Always thinking about you and devising unique reading and viewing experiences for our audience, Illinois Appellate Lawyer Blog announces a new series:
♪♪♪ Two Tips ♪♪♪
Two Tips, offered by legal writing and strategy experts, will suggest ways you can improve your brief writing. The tips will be in various formats – written, podcast, video, extra sensory perception, Vulcan mind meld.
Two Tips will appear at random times according to a strict schedule. If you have two tips that might interest Illinois Appellate Lawyer Blog readers and viewers, shoot me an email and we’ll make arrangements for you to appear, or write, or sing, or however you want to transmit the information.
We start now.
These two tips are from Ken Abraham. Ken has been practicing law since 1970. He was an associate judge in DuPage County, Illinois for 15 years. Ken is in private practice now and is a mock judge on the Appellatology panel. You can see a fuller bio for Ken here.
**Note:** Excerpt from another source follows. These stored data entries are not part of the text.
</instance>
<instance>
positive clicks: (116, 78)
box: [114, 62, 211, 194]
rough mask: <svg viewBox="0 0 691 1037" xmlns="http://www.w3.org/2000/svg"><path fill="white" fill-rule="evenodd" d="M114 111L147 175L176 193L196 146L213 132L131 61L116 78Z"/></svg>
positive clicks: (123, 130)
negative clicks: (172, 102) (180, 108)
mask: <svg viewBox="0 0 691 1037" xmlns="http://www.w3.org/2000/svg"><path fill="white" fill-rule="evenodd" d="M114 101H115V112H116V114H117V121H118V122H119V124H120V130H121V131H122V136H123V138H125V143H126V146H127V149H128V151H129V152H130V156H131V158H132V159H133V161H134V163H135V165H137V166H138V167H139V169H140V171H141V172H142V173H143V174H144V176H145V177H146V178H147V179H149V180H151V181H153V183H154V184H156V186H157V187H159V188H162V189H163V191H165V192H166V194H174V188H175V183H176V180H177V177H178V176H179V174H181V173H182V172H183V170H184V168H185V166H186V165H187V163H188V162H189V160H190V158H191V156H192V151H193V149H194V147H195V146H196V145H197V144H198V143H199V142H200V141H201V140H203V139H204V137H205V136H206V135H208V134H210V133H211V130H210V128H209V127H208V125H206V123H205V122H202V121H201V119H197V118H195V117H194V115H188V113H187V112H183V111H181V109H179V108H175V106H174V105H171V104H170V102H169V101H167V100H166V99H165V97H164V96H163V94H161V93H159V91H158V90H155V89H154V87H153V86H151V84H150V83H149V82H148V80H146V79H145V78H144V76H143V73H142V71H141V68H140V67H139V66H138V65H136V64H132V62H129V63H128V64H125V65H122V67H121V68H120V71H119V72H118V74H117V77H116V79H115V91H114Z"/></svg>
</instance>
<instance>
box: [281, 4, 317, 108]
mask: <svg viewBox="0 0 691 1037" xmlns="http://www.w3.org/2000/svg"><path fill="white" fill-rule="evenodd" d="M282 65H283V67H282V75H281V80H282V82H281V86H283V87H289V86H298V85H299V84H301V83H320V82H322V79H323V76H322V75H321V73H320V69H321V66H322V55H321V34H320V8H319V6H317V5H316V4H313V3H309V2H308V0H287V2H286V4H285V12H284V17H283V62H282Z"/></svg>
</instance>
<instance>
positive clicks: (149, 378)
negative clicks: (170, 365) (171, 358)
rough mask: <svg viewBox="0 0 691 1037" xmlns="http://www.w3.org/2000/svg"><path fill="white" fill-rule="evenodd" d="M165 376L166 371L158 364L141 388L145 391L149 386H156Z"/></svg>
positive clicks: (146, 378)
Carefully review the trial court’s ruling, whether oral or written. Some judges say things just to placate the unsuccessful party. Others comment for the sake of appellate review to try to establish that they have considered all the law and evidence. Often a misstep is made.
One example is reciting the wrong burden of proof, or using words like “it is clear,” thus suggesting (unintentionally) that the judge employed a clear-and-convincing standard when it’s not applicable.
Pay close attention to what the trial judge does not state. Sometimes a key point goes unmentioned. Early in my judicial career I wrote an opinion in a divorce case. After affirming on all other grounds, the appellate court stated it was not sure if I had considered the benefit to the husband of the use of the use of a business vehicle.
In fact I had considered it, but I did not mention it is my ruling. The appellate court adjusted the final numbers. I’m certain that change would not have been made had I been more thorough in my written opinion.
Remember the old saying: Trial courts look for justice. Appellate courts look for error.